W3C home > Mailing lists > Public > w3c-ietf-xmldsig@w3.org > April to June 2000

Closing (again) Issue on 6.1 SignatureMethod

From: Joseph M. Reagle Jr. <reagle@w3.org>
Date: Tue, 20 Jun 2000 15:23:22 -0400
Message-Id: <3.0.5.32.20000620152322.00944910@localhost>
To: "IETF/W3C XML-DSig WG" <w3c-ietf-xmldsig@w3.org>
After further conversation regarding section 6.1, I think the following is
the best representation of the WG intent (basically, the document is
unchanged):

1. The document will continue to state, "This specification defines a set of
algorithms, their URIs, and requirements for implementation.
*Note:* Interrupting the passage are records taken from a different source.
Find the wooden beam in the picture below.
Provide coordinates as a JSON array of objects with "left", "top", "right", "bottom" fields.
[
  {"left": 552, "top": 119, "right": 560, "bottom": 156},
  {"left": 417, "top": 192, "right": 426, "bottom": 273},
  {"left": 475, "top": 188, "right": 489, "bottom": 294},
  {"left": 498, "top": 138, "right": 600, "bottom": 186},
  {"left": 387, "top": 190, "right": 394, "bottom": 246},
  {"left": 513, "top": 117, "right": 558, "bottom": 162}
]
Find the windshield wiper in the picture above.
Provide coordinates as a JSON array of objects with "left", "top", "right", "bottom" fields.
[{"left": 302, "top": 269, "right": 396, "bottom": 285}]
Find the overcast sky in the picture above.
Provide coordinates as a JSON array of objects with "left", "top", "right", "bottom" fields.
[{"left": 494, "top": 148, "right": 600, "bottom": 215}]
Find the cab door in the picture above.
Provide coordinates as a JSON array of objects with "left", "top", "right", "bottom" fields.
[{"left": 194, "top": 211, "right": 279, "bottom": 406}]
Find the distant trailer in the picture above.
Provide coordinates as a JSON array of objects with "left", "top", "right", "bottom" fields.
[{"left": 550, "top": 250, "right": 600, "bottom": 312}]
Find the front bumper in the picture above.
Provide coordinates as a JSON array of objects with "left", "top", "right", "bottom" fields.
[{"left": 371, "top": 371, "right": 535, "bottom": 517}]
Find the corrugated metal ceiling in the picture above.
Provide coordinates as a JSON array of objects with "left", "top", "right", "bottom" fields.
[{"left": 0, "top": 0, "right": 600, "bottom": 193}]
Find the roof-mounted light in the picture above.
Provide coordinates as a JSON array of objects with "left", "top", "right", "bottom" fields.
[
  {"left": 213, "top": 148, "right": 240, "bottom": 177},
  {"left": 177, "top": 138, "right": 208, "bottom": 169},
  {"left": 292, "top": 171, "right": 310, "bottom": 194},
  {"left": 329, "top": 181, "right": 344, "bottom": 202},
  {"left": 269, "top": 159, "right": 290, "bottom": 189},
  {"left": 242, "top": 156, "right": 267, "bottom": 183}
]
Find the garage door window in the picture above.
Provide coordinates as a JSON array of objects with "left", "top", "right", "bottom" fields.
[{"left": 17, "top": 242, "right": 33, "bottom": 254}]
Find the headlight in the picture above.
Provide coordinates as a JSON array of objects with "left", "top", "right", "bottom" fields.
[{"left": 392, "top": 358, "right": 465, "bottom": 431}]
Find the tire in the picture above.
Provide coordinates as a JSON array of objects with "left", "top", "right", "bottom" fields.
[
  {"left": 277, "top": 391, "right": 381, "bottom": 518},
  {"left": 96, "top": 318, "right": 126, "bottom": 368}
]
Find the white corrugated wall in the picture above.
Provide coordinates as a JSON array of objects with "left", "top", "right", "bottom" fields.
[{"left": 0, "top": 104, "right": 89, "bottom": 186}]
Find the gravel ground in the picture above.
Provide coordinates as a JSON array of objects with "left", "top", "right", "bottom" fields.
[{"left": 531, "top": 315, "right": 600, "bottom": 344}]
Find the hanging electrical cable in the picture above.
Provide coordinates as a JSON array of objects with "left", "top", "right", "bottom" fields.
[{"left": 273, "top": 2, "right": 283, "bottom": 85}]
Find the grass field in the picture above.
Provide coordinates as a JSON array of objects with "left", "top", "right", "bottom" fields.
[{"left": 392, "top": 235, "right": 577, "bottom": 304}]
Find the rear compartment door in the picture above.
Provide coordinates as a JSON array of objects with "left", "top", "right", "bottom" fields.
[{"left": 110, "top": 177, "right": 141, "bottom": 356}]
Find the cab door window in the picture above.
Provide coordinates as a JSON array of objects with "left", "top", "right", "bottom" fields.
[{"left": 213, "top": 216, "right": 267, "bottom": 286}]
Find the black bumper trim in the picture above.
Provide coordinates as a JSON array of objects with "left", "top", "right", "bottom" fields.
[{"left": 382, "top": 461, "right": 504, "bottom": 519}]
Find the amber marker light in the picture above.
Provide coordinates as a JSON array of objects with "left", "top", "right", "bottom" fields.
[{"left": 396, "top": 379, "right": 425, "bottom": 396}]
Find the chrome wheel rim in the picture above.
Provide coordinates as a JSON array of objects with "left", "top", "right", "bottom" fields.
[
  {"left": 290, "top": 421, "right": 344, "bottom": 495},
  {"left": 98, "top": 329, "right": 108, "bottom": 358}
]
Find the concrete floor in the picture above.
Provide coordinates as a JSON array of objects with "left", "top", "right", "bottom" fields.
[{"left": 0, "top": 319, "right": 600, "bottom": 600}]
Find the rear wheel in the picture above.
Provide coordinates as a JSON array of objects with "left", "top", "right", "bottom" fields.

Requirements
are specified over implementation, not over requirements for signature use."
We'll continue to rely upon the text in 8.4 [1] to warn Signature users of
the potential hazards of other algorithms, "Even more care may be warranted
with application defined algorithms."
2. There's no proposal nor agreement to change the definitions or dataytpes
of SignatureValue, SignatureProperty, or KeyInfo.
3. To answer the thread on hash algorithms as signature algorithms, the
natural language definition of Signature requires a key to be associated
with the content, consequently a simple hash SignatureMethod is an incorrect
reading of the specification. Enforcement of this requirement falls to the
users of the Signature applications (like all the issues in section 8 [2]).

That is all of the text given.